It
was such a pleasure to welcome Emanuel Ax back as featured soloist for
this afternoon's concert. I have been searching for the last several
years for an ideal shelter venue at which to present him after the venue
which hosted his first Music Kitchen performance changed its services
to no longer serve groups, but rather only one on one appointments.
Thanks to my new partner, Andrew Heinrich of Project Rousseau, I was
connected with the Park Avenue Armory Women's Shelter. The program,
located on the 4th floor, has a lovely wood-floored community room that
resembles performance spaces for many a little series around the
country. They even have a piano already on site. It turns out that the
piano is unfortunately an upright and a technician worked on it
tirelessly for over 3 hours to bring it to something remotely resembling
concert readiness. But with a shelter staff focused on the life and
death issues surrounding homelessness, it puts a piano lacking in
concert hall qualities into perspective. Manny Ax, so gracious and
more eager to focus on reaching the shelter clients than on the type of
piano, quickly transported us all and made us forget that it wasn't a
concert grand. For the foreseeable future, due to the downsized
elevator and other renovations, bringing such a piano here is an
impossible dream.
After
our rehearsal was concluded, a few heads poked into our room without
any real commitment just yet. So I walked down the hall lined with
dormitory rooms playing the Fiddler on the Roof theme. It was like the
Pied piper, searching for those whose souls were called by music. I saw
many faces look up from mundane tasks, folding bedding, organizing, and
brighten into smiles as they recognized the theme. "Fiddler on the
Roof!" Some exclaimed. By the time I returned to the community room, it
was now full with a nice crowd.
Manny
started with a solo work, Schubert theme and variations. He warmly
invited their involvement and curiosity by asking if anyone has a
birthday coming up. When a few people said yes, he launched into a
rendition of the birthday song. He then explained how in different
scenarios you might take that same song and write it various different
ways- demonstrating variations. He then went on to play the Schubert,
taking us on the inspired journey and, again, defying the limitations of
the modest piano. Only at the end of the 8 minute piece did the
listeners audibly exhale, some accompanied by "wow!" The audience was
transfixed and drank in every note. A couple of listeners first asked
about story of the music, which we discussed while setting up for the
Brahms.
As
I like to do, I introduced Brahms through the lens of his struggles - I
spoke of how he doubted his work and burned or wall-papered many first
attempts to shield them from posterity. I said that even the work we
were about to play he wrote as a 20 year old man and came back to revise
a full 30 years later. The lesson in all of it is that though we face
difficulty and doubt, if we keep going we will get there. Many heads
bobbed in the room, clients and staff.
Then
on a more fun note, and similarly to Manny's intro, I asked who likes
comfort food. Everyone chimed in. Which comfort foods do you like? I
heard responses like spare ribs and cheesecake and pizza and chocolate
cake. "Well, this piece, especially the first movement," I explained,
"is like comfort food for the soul. Something about it just feels
right." They really liked that idea and listened with even more eager
anticipation. The first response came "what was he thinking there?" An
interesting question. I offered, "a young man of 20, just beginning to
write chamber music, just met Robert and Clara Schumann, feeling
perhaps the awakens of a young man in love and at the beginning of his
career." Manny added that he is a bit of a tragic figure due to the
lifelong unrequited love and that he remained alone for his whole life.

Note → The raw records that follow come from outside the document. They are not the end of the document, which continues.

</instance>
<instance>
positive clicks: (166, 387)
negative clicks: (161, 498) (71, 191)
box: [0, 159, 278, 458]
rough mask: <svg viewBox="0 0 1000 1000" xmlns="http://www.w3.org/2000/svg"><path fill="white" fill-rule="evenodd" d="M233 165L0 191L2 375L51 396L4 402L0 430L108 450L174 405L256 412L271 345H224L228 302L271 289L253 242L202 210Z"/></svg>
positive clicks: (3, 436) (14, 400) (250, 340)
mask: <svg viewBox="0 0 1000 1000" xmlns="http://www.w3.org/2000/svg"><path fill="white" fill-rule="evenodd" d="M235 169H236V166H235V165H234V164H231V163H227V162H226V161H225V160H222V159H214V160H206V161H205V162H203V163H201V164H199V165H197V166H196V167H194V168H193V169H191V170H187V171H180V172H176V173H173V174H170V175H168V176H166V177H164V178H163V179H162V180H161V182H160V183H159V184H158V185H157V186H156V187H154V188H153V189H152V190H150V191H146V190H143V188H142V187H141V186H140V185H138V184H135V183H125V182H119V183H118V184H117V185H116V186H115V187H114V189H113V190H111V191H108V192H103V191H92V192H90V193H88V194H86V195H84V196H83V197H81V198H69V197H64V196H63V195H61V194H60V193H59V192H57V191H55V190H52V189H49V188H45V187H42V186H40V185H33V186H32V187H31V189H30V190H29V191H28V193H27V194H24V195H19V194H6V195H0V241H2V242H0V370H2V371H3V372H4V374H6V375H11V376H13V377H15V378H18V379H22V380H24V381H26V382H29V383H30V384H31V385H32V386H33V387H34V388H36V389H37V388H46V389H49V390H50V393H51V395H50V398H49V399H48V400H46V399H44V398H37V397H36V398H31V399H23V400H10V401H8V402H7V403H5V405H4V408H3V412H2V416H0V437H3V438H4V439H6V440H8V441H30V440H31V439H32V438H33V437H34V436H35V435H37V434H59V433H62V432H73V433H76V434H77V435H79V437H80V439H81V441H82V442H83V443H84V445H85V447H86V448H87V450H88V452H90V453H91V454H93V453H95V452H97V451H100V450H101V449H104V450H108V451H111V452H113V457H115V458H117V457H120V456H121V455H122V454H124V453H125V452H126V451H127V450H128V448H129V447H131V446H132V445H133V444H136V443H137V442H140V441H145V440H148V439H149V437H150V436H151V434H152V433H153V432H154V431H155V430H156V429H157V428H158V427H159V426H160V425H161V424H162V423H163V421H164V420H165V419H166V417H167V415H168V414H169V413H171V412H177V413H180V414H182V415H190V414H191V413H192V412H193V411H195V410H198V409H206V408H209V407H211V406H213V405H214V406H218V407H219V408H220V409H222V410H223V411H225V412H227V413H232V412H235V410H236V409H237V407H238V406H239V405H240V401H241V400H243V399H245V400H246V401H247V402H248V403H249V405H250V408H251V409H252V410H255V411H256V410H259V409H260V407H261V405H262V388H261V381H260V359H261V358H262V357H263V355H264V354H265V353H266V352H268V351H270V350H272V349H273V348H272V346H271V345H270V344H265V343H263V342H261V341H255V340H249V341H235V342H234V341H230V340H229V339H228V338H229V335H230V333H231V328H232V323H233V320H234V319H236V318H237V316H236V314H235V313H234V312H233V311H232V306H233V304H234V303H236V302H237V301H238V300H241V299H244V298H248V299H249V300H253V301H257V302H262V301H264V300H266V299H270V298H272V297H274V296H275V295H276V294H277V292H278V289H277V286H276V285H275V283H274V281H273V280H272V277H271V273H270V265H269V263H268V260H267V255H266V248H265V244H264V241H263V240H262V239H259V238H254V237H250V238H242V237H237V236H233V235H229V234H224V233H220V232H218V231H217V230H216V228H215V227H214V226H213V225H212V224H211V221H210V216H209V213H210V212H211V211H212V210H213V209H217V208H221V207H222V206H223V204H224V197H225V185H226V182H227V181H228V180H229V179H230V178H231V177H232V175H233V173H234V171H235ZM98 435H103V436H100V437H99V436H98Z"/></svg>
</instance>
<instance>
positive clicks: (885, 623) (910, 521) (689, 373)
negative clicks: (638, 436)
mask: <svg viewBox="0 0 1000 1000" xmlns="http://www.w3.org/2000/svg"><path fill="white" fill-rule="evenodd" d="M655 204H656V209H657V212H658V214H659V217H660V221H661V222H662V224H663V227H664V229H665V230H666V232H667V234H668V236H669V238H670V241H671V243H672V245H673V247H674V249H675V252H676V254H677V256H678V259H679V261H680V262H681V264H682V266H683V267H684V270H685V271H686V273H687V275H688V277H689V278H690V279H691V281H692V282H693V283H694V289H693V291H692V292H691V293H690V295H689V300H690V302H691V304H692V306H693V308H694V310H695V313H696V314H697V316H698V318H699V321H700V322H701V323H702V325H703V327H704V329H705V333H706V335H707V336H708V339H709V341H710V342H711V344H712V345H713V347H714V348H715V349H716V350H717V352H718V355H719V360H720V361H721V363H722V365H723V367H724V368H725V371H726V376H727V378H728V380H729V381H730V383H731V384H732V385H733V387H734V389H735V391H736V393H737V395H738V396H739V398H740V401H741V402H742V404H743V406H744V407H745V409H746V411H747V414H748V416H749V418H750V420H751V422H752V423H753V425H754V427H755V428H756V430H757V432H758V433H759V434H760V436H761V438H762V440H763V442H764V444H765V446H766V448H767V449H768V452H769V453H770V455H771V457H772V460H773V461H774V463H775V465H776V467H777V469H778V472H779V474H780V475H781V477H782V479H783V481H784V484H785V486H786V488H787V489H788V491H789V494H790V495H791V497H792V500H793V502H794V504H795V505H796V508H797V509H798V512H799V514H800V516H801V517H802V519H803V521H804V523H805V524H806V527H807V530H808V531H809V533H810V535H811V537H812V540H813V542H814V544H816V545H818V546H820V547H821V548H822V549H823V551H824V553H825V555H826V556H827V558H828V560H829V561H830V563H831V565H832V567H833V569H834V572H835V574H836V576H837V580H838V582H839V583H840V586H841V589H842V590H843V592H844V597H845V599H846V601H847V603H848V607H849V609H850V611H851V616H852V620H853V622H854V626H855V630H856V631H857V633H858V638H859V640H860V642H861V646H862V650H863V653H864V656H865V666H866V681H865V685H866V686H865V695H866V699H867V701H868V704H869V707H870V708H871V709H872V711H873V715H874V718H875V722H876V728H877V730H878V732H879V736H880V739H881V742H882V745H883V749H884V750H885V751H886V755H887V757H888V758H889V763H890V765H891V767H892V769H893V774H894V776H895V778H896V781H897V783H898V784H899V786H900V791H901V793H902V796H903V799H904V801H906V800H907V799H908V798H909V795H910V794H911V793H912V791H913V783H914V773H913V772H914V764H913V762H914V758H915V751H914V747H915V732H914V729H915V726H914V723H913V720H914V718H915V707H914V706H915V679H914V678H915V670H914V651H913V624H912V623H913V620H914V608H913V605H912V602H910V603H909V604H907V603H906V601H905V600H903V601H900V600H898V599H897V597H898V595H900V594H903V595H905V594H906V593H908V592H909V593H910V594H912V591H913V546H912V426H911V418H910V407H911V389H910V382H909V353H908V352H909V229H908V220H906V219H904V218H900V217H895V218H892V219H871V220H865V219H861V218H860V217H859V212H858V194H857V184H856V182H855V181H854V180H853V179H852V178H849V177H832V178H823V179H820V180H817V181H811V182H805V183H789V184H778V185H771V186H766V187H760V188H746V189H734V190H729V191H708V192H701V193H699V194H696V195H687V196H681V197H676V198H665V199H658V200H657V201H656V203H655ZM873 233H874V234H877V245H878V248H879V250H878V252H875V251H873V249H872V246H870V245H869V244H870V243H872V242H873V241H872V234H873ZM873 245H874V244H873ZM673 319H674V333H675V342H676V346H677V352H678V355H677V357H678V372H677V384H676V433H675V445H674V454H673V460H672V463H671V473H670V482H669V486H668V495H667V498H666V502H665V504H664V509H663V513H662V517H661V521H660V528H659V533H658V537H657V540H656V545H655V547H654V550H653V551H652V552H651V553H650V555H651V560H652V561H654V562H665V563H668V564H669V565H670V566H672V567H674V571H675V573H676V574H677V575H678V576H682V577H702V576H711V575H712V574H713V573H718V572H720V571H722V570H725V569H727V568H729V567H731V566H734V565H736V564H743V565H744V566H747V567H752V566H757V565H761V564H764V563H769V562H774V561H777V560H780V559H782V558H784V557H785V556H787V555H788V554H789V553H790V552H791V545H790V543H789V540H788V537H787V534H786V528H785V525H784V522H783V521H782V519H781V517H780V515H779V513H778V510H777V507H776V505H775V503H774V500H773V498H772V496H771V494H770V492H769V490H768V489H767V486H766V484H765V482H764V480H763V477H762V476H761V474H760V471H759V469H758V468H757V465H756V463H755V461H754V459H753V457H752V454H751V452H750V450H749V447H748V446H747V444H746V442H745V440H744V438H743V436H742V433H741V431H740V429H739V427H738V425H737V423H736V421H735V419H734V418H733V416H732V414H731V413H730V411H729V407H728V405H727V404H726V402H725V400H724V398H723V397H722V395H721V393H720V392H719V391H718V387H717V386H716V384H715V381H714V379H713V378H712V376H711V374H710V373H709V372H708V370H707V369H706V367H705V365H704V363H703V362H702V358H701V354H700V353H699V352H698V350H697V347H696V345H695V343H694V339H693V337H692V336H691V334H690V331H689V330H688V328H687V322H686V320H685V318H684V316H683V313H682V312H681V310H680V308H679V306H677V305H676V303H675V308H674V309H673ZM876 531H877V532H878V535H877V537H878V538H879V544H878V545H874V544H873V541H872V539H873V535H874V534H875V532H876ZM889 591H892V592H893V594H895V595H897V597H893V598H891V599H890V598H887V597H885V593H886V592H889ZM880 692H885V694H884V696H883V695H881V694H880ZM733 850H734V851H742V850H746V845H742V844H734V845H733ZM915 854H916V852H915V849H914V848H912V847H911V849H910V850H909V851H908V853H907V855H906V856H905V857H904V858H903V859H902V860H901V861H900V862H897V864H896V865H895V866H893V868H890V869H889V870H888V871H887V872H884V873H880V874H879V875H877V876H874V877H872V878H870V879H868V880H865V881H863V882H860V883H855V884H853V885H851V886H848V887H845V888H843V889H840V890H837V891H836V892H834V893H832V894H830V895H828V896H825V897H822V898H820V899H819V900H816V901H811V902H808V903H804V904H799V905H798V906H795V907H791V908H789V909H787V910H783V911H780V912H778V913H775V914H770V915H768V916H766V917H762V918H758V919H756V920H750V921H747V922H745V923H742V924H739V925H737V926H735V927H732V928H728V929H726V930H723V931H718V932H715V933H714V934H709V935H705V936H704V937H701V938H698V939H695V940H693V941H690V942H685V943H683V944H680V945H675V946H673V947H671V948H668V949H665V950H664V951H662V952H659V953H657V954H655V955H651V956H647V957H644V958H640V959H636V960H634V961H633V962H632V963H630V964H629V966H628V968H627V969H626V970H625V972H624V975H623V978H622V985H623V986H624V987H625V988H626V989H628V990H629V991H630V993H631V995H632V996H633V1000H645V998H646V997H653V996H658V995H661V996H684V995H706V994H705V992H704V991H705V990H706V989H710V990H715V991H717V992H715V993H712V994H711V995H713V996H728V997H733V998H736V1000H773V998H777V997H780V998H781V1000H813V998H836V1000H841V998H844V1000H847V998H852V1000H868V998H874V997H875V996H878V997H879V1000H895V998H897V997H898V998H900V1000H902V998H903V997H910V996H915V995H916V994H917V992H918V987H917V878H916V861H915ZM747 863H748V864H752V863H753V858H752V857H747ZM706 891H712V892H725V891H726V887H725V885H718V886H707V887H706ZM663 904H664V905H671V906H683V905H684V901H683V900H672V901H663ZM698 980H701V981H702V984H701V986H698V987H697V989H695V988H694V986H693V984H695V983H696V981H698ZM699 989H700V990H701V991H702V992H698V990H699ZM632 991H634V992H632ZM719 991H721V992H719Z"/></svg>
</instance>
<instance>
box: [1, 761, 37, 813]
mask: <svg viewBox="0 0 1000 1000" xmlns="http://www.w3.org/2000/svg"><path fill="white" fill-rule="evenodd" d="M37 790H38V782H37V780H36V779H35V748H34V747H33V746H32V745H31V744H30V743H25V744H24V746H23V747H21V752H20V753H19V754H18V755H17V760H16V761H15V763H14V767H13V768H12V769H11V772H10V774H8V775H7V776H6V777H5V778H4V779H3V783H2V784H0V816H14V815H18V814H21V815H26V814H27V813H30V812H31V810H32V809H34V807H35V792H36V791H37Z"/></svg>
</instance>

He even suggested that perhaps he allowed his boyish youthful
handsomeness to be overtaken by a mass of facial hair as a sign of
his despair. Our audience loved the first movement of the Brahms,
noticing both the soaring melody and the conflict which seemed to them
to be the character of the development. But it was the still and
statuesque slow movement which truly captured the listeners. “Wow, I
went to Juilliard and I really needed this. It makes me forget all of
the problems I have to deal with right now,” said one. After the last
movement, the listeners were so exuberantly appreciative of our
performance. We quickly took a group photo. A woman I recognized from
our last performance (Stravinsky) said to me with tears in her eyes,
“You always warm my heart when you come here!”